Consta no processo que, como consequência do
espancamento, a vítima ficou com várias lesões, principalmente na face - nariz
quebrado em três lugares, visíveis cortes nas sobrancelhas e na base esquerda
do nariz e grandes hematomas nos olhos. Além disso, a agressão trouxe sequelas
emocionais e psíquicas.
O homem agredido ajuizou ação indenizatória - por danos
morais, estéticos e materiais - contra os dois homens que o espancaram. O juízo
de primeiro grau reconheceu os danos morais, fixando a reparação em 250
salários mínimos contra cada um dos agressores.
Antes de fixar o valor da indenização, ele conferiu nas
declarações de Imposto de Renda que os réus têm boa situação financeira (são
donos de fazenda e comércio).
Pedidos não acolhidos
Entretanto, o magistrado não acolheu o pedido de
indenização por danos materiais e estéticos. Para ele, os danos materiais
alegados não foram comprovados. O dano estético também não foi caracterizado,
visto que as cicatrizes deixadas no rosto do homem ficaram visíveis apenas na
parte interna do nariz, não sendo consideradas deformidades permanentes.
O Tribunal de Justiça de Minas Gerais reformou a decisão
do juiz, fixando o valor da indenização em R$ 13 mil, para os dois réus, com
correção monetária e juros moratórios.
Para tal reforma, baseou-se nos parâmetros da 49ª
Reunião do Centro de Estudos Jurídicos Juiz Ronaldo Cunha Campos (realizada em
2008, para uniformizar e orientar os julgamentos sobre valores de indenização
por dano moral). Segundo esses critérios, o valor indenizatório fixado pelo
juiz singular seria excessivo para o caso de lesão corporal, equiparando-se à
indenização pela perda de um ente querido.
Valor irrisório
A vítima recorreu ao STJ pretendendo restabelecer o
valor da indenização fixado na primeira instância (500 salários mínimos).
Sustentou que a redução para R$ 13 mil tornava a reparação irrisória, o que,
segundo ele, possibilitaria a revisão do valor pelo STJ.
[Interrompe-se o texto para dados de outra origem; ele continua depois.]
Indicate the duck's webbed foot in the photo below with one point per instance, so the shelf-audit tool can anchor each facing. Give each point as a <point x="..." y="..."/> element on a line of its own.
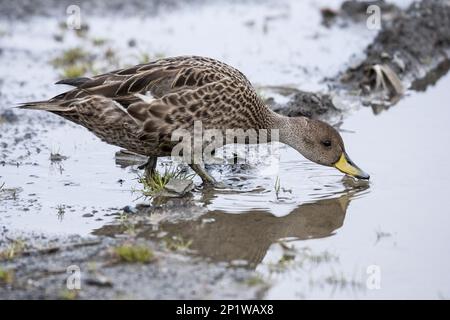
<point x="207" y="179"/>
<point x="149" y="166"/>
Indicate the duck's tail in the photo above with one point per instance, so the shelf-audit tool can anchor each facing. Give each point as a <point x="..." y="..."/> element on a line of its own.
<point x="43" y="105"/>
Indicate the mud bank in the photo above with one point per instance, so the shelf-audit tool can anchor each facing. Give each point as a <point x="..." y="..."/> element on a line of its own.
<point x="413" y="43"/>
<point x="205" y="268"/>
<point x="411" y="51"/>
<point x="41" y="272"/>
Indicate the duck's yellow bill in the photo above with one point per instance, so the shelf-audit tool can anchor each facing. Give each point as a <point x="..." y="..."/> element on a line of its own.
<point x="347" y="166"/>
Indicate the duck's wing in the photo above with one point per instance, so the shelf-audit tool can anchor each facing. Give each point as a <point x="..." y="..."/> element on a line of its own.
<point x="154" y="79"/>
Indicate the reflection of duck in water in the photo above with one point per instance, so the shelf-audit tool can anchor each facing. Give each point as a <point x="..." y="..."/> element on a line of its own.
<point x="248" y="236"/>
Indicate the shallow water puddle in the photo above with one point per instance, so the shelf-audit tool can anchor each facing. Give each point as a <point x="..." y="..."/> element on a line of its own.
<point x="401" y="226"/>
<point x="322" y="232"/>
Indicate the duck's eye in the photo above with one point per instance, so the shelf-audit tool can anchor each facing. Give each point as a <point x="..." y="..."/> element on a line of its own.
<point x="326" y="143"/>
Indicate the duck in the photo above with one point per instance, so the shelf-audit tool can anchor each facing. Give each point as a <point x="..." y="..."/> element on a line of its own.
<point x="139" y="108"/>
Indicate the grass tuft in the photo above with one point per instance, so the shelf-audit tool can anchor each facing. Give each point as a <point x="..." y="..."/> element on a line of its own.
<point x="154" y="184"/>
<point x="13" y="250"/>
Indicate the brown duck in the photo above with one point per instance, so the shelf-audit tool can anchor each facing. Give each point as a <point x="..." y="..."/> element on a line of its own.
<point x="138" y="108"/>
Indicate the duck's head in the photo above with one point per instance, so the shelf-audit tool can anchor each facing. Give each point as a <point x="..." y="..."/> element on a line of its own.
<point x="321" y="143"/>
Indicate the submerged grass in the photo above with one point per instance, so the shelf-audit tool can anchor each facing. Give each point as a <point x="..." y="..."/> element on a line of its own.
<point x="177" y="243"/>
<point x="13" y="250"/>
<point x="6" y="276"/>
<point x="155" y="183"/>
<point x="134" y="253"/>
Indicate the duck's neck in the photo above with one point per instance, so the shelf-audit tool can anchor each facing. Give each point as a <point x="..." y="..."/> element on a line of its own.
<point x="289" y="128"/>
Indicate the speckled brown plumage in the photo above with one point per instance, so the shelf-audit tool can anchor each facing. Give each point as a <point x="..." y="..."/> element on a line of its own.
<point x="180" y="90"/>
<point x="139" y="108"/>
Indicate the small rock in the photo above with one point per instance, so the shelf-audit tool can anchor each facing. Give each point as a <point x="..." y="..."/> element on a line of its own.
<point x="99" y="281"/>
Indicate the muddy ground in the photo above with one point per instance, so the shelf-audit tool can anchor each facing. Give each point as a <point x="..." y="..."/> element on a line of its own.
<point x="34" y="264"/>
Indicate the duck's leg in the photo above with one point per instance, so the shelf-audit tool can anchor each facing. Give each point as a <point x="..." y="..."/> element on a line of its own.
<point x="207" y="179"/>
<point x="149" y="166"/>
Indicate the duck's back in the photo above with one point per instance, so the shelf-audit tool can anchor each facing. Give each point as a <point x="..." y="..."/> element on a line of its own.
<point x="138" y="108"/>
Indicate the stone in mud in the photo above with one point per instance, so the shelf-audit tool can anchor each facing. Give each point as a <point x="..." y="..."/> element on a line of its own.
<point x="411" y="45"/>
<point x="308" y="104"/>
<point x="357" y="11"/>
<point x="8" y="116"/>
<point x="178" y="187"/>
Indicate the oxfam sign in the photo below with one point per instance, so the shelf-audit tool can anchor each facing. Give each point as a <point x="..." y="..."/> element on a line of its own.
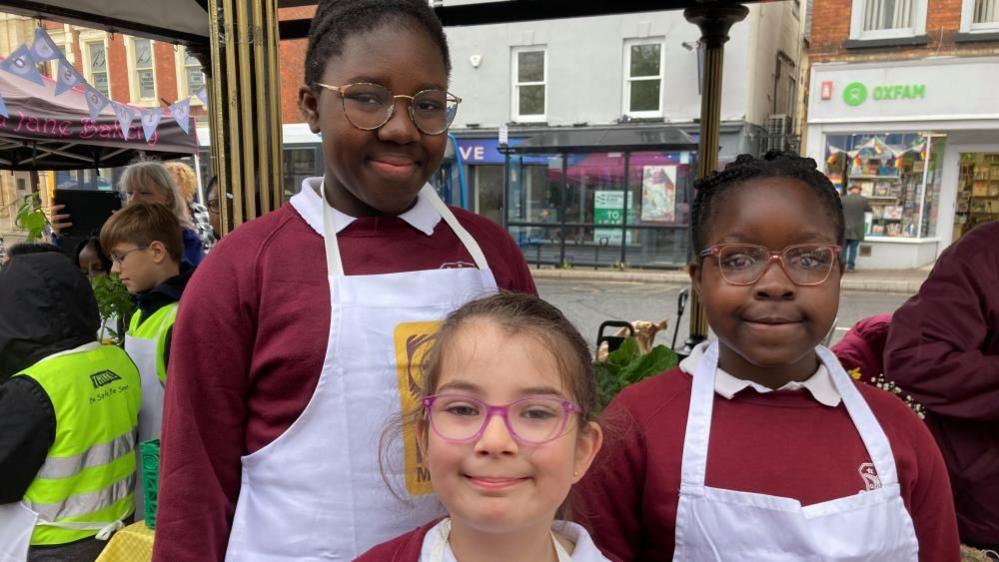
<point x="857" y="93"/>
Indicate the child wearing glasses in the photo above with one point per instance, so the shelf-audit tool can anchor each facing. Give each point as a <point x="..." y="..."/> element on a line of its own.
<point x="305" y="317"/>
<point x="504" y="421"/>
<point x="759" y="446"/>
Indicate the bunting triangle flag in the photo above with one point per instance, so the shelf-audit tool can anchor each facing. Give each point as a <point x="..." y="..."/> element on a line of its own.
<point x="125" y="117"/>
<point x="44" y="48"/>
<point x="66" y="77"/>
<point x="95" y="101"/>
<point x="150" y="120"/>
<point x="21" y="63"/>
<point x="181" y="111"/>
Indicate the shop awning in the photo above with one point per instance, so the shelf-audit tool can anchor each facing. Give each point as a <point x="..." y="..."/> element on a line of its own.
<point x="666" y="139"/>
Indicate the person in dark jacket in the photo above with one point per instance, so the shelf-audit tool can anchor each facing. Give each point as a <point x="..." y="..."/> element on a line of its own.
<point x="943" y="349"/>
<point x="50" y="361"/>
<point x="854" y="207"/>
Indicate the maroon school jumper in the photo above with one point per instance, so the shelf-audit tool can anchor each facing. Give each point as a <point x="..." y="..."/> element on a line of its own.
<point x="248" y="350"/>
<point x="782" y="443"/>
<point x="943" y="349"/>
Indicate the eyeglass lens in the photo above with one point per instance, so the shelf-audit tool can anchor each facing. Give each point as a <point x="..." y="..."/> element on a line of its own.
<point x="534" y="419"/>
<point x="805" y="265"/>
<point x="369" y="106"/>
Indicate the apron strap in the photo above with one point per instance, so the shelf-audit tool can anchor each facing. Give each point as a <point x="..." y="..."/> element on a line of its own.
<point x="695" y="443"/>
<point x="470" y="244"/>
<point x="694" y="461"/>
<point x="871" y="432"/>
<point x="104" y="530"/>
<point x="334" y="263"/>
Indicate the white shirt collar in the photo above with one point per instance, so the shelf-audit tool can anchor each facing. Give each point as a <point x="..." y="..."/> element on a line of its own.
<point x="309" y="204"/>
<point x="585" y="550"/>
<point x="820" y="385"/>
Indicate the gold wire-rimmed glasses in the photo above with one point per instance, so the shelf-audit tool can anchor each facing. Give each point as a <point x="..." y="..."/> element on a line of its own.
<point x="369" y="106"/>
<point x="744" y="264"/>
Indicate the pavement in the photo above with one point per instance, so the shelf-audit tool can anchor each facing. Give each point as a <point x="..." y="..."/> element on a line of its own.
<point x="906" y="281"/>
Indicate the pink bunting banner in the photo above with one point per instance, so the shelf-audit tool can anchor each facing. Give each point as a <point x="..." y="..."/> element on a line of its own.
<point x="125" y="116"/>
<point x="21" y="63"/>
<point x="44" y="48"/>
<point x="96" y="101"/>
<point x="181" y="112"/>
<point x="66" y="77"/>
<point x="150" y="120"/>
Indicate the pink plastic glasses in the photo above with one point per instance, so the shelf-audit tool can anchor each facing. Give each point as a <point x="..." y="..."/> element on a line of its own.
<point x="533" y="420"/>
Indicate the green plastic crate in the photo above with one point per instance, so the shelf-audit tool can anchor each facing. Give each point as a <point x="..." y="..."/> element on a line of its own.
<point x="149" y="453"/>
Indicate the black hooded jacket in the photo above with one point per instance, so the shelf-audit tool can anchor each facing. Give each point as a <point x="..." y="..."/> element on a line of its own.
<point x="46" y="306"/>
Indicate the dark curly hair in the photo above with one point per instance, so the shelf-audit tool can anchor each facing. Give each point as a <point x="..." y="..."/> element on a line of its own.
<point x="711" y="189"/>
<point x="336" y="20"/>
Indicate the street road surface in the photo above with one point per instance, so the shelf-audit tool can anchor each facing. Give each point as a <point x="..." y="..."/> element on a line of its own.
<point x="588" y="303"/>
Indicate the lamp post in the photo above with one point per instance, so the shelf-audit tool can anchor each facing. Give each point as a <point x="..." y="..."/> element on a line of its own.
<point x="244" y="92"/>
<point x="714" y="20"/>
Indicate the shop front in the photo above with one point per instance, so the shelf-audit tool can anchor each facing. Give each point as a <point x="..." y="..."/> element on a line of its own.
<point x="601" y="198"/>
<point x="922" y="150"/>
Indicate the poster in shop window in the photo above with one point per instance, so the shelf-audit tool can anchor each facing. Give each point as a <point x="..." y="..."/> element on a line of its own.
<point x="659" y="193"/>
<point x="608" y="208"/>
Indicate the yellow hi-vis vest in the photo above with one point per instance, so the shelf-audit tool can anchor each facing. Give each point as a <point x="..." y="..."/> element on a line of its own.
<point x="88" y="478"/>
<point x="155" y="328"/>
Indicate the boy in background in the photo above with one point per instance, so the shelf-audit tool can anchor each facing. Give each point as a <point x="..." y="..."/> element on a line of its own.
<point x="145" y="244"/>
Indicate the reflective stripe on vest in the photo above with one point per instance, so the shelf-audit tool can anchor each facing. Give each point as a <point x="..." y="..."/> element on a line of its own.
<point x="155" y="328"/>
<point x="89" y="473"/>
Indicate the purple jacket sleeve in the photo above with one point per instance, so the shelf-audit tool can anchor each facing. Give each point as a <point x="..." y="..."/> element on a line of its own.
<point x="943" y="346"/>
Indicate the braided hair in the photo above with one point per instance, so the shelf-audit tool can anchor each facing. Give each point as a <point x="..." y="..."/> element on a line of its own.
<point x="775" y="163"/>
<point x="336" y="20"/>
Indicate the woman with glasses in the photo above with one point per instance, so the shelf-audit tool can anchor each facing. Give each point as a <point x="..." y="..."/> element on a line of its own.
<point x="310" y="319"/>
<point x="759" y="446"/>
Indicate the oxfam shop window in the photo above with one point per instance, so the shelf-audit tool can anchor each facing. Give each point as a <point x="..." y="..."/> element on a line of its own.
<point x="898" y="173"/>
<point x="601" y="208"/>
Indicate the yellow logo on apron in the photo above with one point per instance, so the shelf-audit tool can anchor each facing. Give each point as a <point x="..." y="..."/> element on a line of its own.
<point x="412" y="341"/>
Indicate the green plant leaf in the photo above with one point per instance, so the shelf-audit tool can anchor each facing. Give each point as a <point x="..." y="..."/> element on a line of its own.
<point x="625" y="366"/>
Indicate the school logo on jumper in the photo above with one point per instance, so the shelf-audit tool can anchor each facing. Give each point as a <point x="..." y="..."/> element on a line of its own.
<point x="870" y="476"/>
<point x="412" y="341"/>
<point x="103" y="378"/>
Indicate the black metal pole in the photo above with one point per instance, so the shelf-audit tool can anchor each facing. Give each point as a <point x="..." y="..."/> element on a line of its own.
<point x="714" y="19"/>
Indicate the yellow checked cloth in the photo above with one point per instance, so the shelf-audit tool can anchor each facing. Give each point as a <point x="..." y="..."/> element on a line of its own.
<point x="131" y="544"/>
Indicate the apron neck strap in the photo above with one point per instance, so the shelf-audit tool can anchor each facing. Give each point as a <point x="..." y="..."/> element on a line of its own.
<point x="702" y="398"/>
<point x="334" y="263"/>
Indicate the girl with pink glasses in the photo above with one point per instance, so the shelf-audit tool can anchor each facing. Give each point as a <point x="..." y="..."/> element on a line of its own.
<point x="504" y="424"/>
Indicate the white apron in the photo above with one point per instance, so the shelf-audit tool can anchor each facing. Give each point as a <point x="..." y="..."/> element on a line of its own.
<point x="18" y="522"/>
<point x="317" y="491"/>
<point x="713" y="524"/>
<point x="143" y="354"/>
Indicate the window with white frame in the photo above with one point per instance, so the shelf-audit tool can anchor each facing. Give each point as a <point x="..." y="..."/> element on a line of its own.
<point x="980" y="15"/>
<point x="643" y="79"/>
<point x="887" y="19"/>
<point x="192" y="77"/>
<point x="95" y="58"/>
<point x="530" y="76"/>
<point x="142" y="71"/>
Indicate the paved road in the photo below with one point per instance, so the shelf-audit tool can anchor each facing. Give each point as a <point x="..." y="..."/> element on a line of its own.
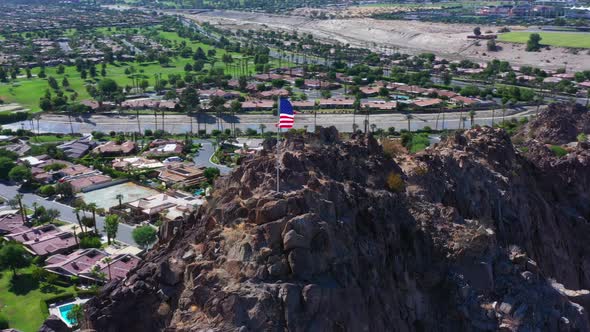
<point x="66" y="212"/>
<point x="180" y="123"/>
<point x="203" y="158"/>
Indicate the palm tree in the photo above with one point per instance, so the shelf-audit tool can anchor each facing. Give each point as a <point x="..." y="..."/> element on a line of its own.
<point x="472" y="117"/>
<point x="493" y="115"/>
<point x="138" y="122"/>
<point x="119" y="197"/>
<point x="77" y="212"/>
<point x="108" y="261"/>
<point x="92" y="207"/>
<point x="461" y="104"/>
<point x="315" y="114"/>
<point x="23" y="212"/>
<point x="367" y="120"/>
<point x="74" y="228"/>
<point x="409" y="118"/>
<point x="35" y="207"/>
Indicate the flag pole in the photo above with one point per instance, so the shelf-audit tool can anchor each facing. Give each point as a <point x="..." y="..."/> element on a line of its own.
<point x="278" y="140"/>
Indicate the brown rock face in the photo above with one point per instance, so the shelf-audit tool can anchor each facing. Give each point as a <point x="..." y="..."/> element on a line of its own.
<point x="469" y="246"/>
<point x="559" y="124"/>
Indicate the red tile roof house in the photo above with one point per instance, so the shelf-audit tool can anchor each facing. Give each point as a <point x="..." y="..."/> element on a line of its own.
<point x="75" y="170"/>
<point x="369" y="90"/>
<point x="253" y="105"/>
<point x="267" y="77"/>
<point x="89" y="264"/>
<point x="303" y="104"/>
<point x="336" y="103"/>
<point x="79" y="184"/>
<point x="75" y="263"/>
<point x="12" y="223"/>
<point x="163" y="147"/>
<point x="51" y="244"/>
<point x="33" y="233"/>
<point x="274" y="93"/>
<point x="118" y="269"/>
<point x="218" y="93"/>
<point x="111" y="148"/>
<point x="466" y="101"/>
<point x="425" y="103"/>
<point x="380" y="105"/>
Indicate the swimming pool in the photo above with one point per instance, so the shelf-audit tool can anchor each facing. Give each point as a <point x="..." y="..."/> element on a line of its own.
<point x="64" y="310"/>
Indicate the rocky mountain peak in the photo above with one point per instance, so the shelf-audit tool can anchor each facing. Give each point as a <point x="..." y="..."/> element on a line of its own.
<point x="464" y="236"/>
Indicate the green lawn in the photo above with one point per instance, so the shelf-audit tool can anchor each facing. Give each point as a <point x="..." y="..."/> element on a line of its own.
<point x="27" y="92"/>
<point x="563" y="39"/>
<point x="20" y="300"/>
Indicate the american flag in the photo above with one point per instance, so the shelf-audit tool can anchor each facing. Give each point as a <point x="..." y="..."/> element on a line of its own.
<point x="287" y="117"/>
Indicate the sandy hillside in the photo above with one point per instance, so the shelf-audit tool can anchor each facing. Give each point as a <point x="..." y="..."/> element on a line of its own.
<point x="447" y="40"/>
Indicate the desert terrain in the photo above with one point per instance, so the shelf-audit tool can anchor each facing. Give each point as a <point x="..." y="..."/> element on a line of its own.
<point x="412" y="37"/>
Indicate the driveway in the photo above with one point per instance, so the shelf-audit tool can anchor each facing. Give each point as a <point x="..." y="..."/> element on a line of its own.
<point x="66" y="212"/>
<point x="203" y="158"/>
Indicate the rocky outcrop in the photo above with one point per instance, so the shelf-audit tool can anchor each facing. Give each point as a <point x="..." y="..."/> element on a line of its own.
<point x="54" y="324"/>
<point x="474" y="241"/>
<point x="559" y="124"/>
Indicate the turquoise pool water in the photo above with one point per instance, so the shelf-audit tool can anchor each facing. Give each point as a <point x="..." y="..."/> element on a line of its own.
<point x="64" y="310"/>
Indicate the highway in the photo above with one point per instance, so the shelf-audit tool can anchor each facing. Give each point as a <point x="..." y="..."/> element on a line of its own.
<point x="180" y="123"/>
<point x="66" y="212"/>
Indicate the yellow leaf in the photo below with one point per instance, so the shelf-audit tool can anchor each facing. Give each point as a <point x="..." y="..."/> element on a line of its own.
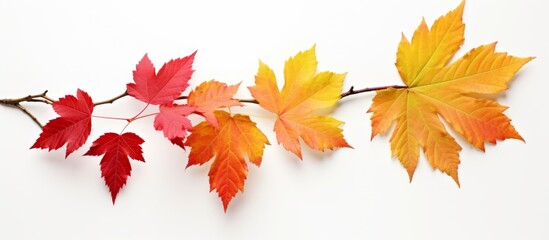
<point x="451" y="91"/>
<point x="304" y="94"/>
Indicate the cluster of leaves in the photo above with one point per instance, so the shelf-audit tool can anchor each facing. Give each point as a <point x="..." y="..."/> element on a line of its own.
<point x="458" y="93"/>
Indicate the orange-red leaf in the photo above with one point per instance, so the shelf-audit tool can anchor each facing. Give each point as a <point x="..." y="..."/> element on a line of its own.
<point x="236" y="137"/>
<point x="211" y="95"/>
<point x="173" y="122"/>
<point x="452" y="91"/>
<point x="297" y="106"/>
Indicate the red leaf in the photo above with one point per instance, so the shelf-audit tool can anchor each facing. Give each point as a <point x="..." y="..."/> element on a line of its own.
<point x="164" y="87"/>
<point x="115" y="164"/>
<point x="172" y="120"/>
<point x="72" y="127"/>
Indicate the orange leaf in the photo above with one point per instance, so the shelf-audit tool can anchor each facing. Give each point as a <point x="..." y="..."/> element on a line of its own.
<point x="297" y="106"/>
<point x="436" y="88"/>
<point x="211" y="95"/>
<point x="236" y="137"/>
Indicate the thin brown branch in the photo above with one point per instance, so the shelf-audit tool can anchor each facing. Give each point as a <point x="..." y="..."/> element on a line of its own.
<point x="16" y="102"/>
<point x="43" y="98"/>
<point x="352" y="90"/>
<point x="30" y="115"/>
<point x="110" y="101"/>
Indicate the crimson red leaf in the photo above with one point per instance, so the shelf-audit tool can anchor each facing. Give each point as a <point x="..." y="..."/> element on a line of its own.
<point x="115" y="164"/>
<point x="172" y="120"/>
<point x="164" y="87"/>
<point x="72" y="127"/>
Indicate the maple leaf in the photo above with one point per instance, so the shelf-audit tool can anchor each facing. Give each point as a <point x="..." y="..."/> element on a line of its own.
<point x="73" y="127"/>
<point x="451" y="91"/>
<point x="296" y="106"/>
<point x="115" y="164"/>
<point x="236" y="137"/>
<point x="164" y="87"/>
<point x="173" y="122"/>
<point x="211" y="95"/>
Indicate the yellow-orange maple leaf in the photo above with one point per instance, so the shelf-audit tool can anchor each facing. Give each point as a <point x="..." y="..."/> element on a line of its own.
<point x="236" y="137"/>
<point x="436" y="88"/>
<point x="297" y="105"/>
<point x="211" y="95"/>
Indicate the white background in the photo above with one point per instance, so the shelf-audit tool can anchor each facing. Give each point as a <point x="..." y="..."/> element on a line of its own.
<point x="356" y="193"/>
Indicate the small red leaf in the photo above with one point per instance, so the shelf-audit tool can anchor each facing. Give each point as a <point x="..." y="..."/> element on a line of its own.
<point x="172" y="120"/>
<point x="72" y="127"/>
<point x="164" y="87"/>
<point x="115" y="164"/>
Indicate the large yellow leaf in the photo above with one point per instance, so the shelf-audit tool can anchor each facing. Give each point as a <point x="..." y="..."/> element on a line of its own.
<point x="452" y="91"/>
<point x="304" y="94"/>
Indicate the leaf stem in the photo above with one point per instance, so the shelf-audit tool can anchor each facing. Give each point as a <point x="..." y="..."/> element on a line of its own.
<point x="111" y="118"/>
<point x="110" y="101"/>
<point x="352" y="90"/>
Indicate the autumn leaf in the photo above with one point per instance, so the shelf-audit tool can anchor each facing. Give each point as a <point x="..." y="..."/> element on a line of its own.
<point x="236" y="137"/>
<point x="162" y="87"/>
<point x="115" y="164"/>
<point x="211" y="95"/>
<point x="73" y="126"/>
<point x="451" y="91"/>
<point x="304" y="94"/>
<point x="173" y="122"/>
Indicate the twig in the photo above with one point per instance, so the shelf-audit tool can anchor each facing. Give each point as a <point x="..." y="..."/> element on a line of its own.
<point x="30" y="98"/>
<point x="16" y="102"/>
<point x="110" y="101"/>
<point x="352" y="90"/>
<point x="43" y="98"/>
<point x="30" y="115"/>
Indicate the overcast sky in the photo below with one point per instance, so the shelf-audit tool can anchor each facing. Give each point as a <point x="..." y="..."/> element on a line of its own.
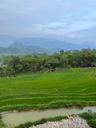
<point x="46" y="17"/>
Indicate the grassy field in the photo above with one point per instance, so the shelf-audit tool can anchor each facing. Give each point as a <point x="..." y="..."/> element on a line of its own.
<point x="70" y="87"/>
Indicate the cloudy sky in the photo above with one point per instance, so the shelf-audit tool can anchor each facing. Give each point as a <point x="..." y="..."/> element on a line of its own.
<point x="46" y="17"/>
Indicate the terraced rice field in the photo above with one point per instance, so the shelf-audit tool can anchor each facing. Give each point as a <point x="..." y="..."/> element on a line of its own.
<point x="70" y="87"/>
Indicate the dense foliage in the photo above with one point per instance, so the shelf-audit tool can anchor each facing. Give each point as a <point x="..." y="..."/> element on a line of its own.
<point x="89" y="117"/>
<point x="33" y="63"/>
<point x="66" y="88"/>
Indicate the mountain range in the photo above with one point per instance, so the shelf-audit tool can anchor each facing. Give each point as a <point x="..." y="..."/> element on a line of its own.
<point x="31" y="45"/>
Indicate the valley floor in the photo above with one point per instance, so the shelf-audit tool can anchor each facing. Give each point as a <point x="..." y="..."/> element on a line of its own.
<point x="70" y="87"/>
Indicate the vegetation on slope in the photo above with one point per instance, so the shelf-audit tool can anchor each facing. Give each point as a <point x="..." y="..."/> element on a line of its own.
<point x="70" y="87"/>
<point x="13" y="65"/>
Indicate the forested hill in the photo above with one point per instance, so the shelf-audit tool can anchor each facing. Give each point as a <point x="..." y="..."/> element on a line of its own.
<point x="50" y="62"/>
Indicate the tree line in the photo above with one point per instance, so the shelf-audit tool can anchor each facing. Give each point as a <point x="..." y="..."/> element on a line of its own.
<point x="13" y="65"/>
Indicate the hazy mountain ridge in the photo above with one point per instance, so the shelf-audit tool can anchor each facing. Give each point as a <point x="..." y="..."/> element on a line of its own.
<point x="40" y="45"/>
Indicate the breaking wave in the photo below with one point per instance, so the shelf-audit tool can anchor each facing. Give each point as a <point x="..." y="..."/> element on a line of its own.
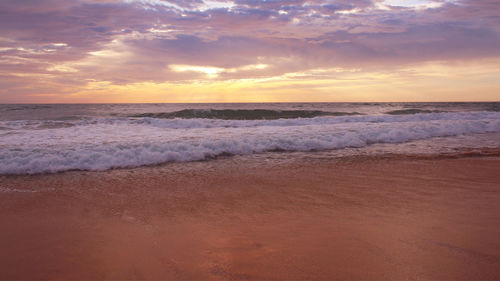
<point x="28" y="147"/>
<point x="243" y="114"/>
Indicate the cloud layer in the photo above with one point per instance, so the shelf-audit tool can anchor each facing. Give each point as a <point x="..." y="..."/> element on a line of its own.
<point x="58" y="48"/>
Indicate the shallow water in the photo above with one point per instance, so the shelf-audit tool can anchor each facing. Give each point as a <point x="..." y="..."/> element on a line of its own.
<point x="53" y="138"/>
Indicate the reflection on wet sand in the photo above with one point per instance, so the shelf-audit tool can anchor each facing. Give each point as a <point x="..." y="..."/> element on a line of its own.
<point x="356" y="218"/>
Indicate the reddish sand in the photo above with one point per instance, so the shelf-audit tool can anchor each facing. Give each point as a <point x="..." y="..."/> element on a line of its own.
<point x="365" y="218"/>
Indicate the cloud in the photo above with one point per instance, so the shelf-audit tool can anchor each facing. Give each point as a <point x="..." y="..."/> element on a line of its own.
<point x="68" y="44"/>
O ministro Raul Araújo, relator do recurso especial,
explicou que, para fixar adequadamente o valor da reparação por danos morais,
nos casos em que a atitude do agente é direcionada ao fim ilícito de causar
dano à vítima, o magistrado deve considerar o bem jurídico lesado e as
condições econômico-financeiras - tanto do ofensor, como do ofendido. Deve
considerar também o grau de reprovação da conduta do agente e a gravidade do
ato ilícito.
Para ele, a atitude dos agressores não se justifica pela
simples culpa do causador do acidente de trânsito. O ministro lembrou que todos
são suscetíveis de provocar acidentes e disse que isso torna ainda mais
reprovável o comportamento agressivo e perigoso dos réus, que usaram força
física desproporcional e excessiva para se vingar da ofensa patrimonial que
sofreram.
O ministro deu razão à alegação sobre o valor irrisório
da indenização fixado pelo tribunal estadual, visto que é incompatível com a
gravidade dos fatos. Ele explicou que, nesse caso, o STJ está autorizado a
rever o valor da reparação.
“Considerando o comportamento doloso altamente
reprovável dos ofensores, deve o valor do dano moral ser arbitrado, em
atendimento ao caráter punitivo-pedagógico e compensatório da reparação, no
montante de R$ 50 mil, para cada um dos réus, com a devida incidência de juros
moratórios (desde o evento danoso) e correção monetária”, concluiu Raul Araújo.